Glossary of surface technology

Asbestos analysis

Asbestos is a collective term for naturally occurring fibrous mineral silicate minerals whose inorganic fibres the body can still cough up after a single inhalation, or can no longer break down, depending on the type of fibre. The small fibres of about 5 μm in size and the maximum average size of 3 μm get caught in the lung tissue and are symptomatically noticeable only after many years. Among the different types of asbestos fibres, the white asbestos chrysotile is the most dangerous. It differs in its very fine structure of approx. 0.75 - 1.5 μm and thus carries the greatest risk of becoming trapped in the lungs and not being able to be coughed up.
Special plasma systems from Diener electronic can be used to examine material samples such as lung tissue for inorganic residues such as asbestos.
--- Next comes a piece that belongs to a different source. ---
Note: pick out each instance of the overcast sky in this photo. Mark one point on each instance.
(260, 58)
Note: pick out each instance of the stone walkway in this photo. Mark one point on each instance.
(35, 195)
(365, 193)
By drying lung or lymph node tissue from the lung region beforehand, it is possible to remove all organic materials by means of plasma treatment. What remains is inorganic foreign material such as quartz dust, asbestos or physiologically occurring salts or calcium compounds. These residues could be fed to a further analysis and examined. This has real advantages over other ashing methods, especially chemical methods of ashing.
Asbestos used to be popular and well used because of its chemical resistance and ease of further processing. New protection directives have banned the use of asbestos for the most part. In some areas of industry such as electronics, it is still used, but only in a few countries. A distinction is made between strongly bonded and weakly bonded asbestos, and depending on the bond, it is of course more or less harmful to humans. If the bond is strong, as in cement, for example, the asbestos content is very low and very strongly bonded. Whereas sprayed asbestos, for example, has a much higher asbestos content and is also much more weakly bonded. This means that the asbestos can dissolve out over time, whether through weathering or external effects such as vibrations, and get into the environment. At this point it becomes harmful to humans. 
To protect against this, a room air analysis for asbestos is recommended, following the guidelines of VDI 3492. Similar to the process of ashing lung tissue samples, house dust samples can also be ashed and analysed for asbestos. Or let the room air pass through a filter for several hours, which catches the asbestos fibres and makes them visible later under a scanning electron microscope.